①猫の呪い
私は犬や猫が苦手だ。その理由は、幼い頃のトラウマや自身の思い込みにある。
私が二歳くらいの頃、隣の家に子犬がやってきた。わざわざ見に行ったのか、偶然出会したのかわからないが、母と子犬を見たということは覚えている。
子犬の飼い主と母と私と子犬が同じ空間にいた。突然、その子犬が幼い私の足元にじゃれついた。子犬といえど、当時は私もまだ二歳くらいの幼児である、それはとてつもなく大きい犬に見えた。
【噛まれる!】
とっさにそう思った私は、必死に周りの大人に助けを求めた。しかし、誰一人として助けてくれず、みんなニコニコと笑っていたのである。
子犬が幼子にじゃれつく、というのは大人にとって〝かわいい!〟場面であるらしかった。
このような経験がトラウマになり、私は犬が苦手になったと考えている。
猫に関しては、衝撃的な関わりはないものの、絶対引っ掻く! という強い恐怖心が、どうしても拭えない。
それからが至近距離にいると緊張し、鳴き声を上げただけで驚く、という始末である。
そんな私の幼馴染に、異常なほど猫好きのNさんがいた。彼女は猫に限らず、動物全般が好きだった。
彼女の話によく登場していた猫がいる。祖母の家で飼っていた、みーちゃん(だったと記憶している)だ。
彼女は、いかにみーちゃんがかわいいか、数々のエピソードを披露していたが、私にとってはどうでもいいことであった。

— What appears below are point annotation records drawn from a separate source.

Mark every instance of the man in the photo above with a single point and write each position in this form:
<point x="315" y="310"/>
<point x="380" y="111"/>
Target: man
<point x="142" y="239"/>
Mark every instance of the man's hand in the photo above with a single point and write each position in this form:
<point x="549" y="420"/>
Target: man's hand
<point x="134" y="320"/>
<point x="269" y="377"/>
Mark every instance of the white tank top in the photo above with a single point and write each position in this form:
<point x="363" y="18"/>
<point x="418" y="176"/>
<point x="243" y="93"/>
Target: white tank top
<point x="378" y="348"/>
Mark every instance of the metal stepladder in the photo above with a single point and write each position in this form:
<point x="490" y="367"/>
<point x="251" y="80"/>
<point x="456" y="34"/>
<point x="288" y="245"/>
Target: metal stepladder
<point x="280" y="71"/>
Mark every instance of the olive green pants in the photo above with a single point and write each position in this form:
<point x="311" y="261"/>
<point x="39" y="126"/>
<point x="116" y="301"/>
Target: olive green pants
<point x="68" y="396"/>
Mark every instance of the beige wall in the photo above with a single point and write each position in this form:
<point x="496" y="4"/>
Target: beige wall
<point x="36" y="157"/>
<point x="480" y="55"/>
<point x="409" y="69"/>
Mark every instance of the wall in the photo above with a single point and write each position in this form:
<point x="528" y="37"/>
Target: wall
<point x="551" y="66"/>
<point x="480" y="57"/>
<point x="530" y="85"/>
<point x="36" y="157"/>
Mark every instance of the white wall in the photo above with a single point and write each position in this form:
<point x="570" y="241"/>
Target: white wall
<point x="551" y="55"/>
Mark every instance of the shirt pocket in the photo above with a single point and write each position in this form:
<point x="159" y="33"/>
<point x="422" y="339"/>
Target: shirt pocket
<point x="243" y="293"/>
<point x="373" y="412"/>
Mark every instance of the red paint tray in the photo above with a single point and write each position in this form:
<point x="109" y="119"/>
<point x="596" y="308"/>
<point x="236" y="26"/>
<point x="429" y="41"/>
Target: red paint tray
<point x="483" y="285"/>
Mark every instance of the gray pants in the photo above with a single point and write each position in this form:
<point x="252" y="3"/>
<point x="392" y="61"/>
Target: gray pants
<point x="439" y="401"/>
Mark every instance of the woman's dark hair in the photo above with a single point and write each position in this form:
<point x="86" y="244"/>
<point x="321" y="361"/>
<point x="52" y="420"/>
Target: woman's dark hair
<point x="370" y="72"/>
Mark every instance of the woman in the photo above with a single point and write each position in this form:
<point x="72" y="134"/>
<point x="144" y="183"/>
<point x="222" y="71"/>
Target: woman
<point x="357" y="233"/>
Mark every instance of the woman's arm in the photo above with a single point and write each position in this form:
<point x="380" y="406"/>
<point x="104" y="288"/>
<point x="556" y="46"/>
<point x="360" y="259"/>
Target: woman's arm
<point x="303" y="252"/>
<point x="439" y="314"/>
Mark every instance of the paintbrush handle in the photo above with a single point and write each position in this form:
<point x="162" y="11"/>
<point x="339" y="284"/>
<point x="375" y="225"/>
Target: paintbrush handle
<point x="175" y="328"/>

ある月曜日。彼女が新しいスニーカーを履いて、嬉しそうに集団登校の列に並んでいた。当時のスニーカーのデザインの一つに、足の甲の部分に少し折り返しがあるようなものがあった。
私も同じデザインのスニーカーを持っていて、折り返し部分がチェック柄で、気に入っていた。
Nさんのスニーカーの折り返し部分は黒色で、そこに金色の猫のような、鋭い目が二つ刺繍されていた。
……えっ⁈ 何だコレ?
これはもちろん、私の心の声である。
「めっちゃかわいやろー。猫の靴やで」
当のNさんは、非常に嬉しそうである。私は、スニーカーにまで、猫に対する愛情を取り入れようとする、Nさんのアグレッシブさを評価することにした。
事件はすぐに起きた。
下校中、二日続けてNさんは猫の糞を踏んだ。そして彼女は二回とも「猫の靴で、猫の××こ、踏んだー!!」と、道の真ん中で絶叫した。
その後も何度か同じことをくりかえし、いつしかNさんは、あんなに気に入っていた、猫スニーカーを履かなくなった。
理由は「猫の××こばっかり踏むから」
もっともである。
今でも、猫を見ると猫スニーカーのことを思い出す。
きっとあれは、Nさんの猫に対する、深すぎる愛情が己にかけた呪いだと思う。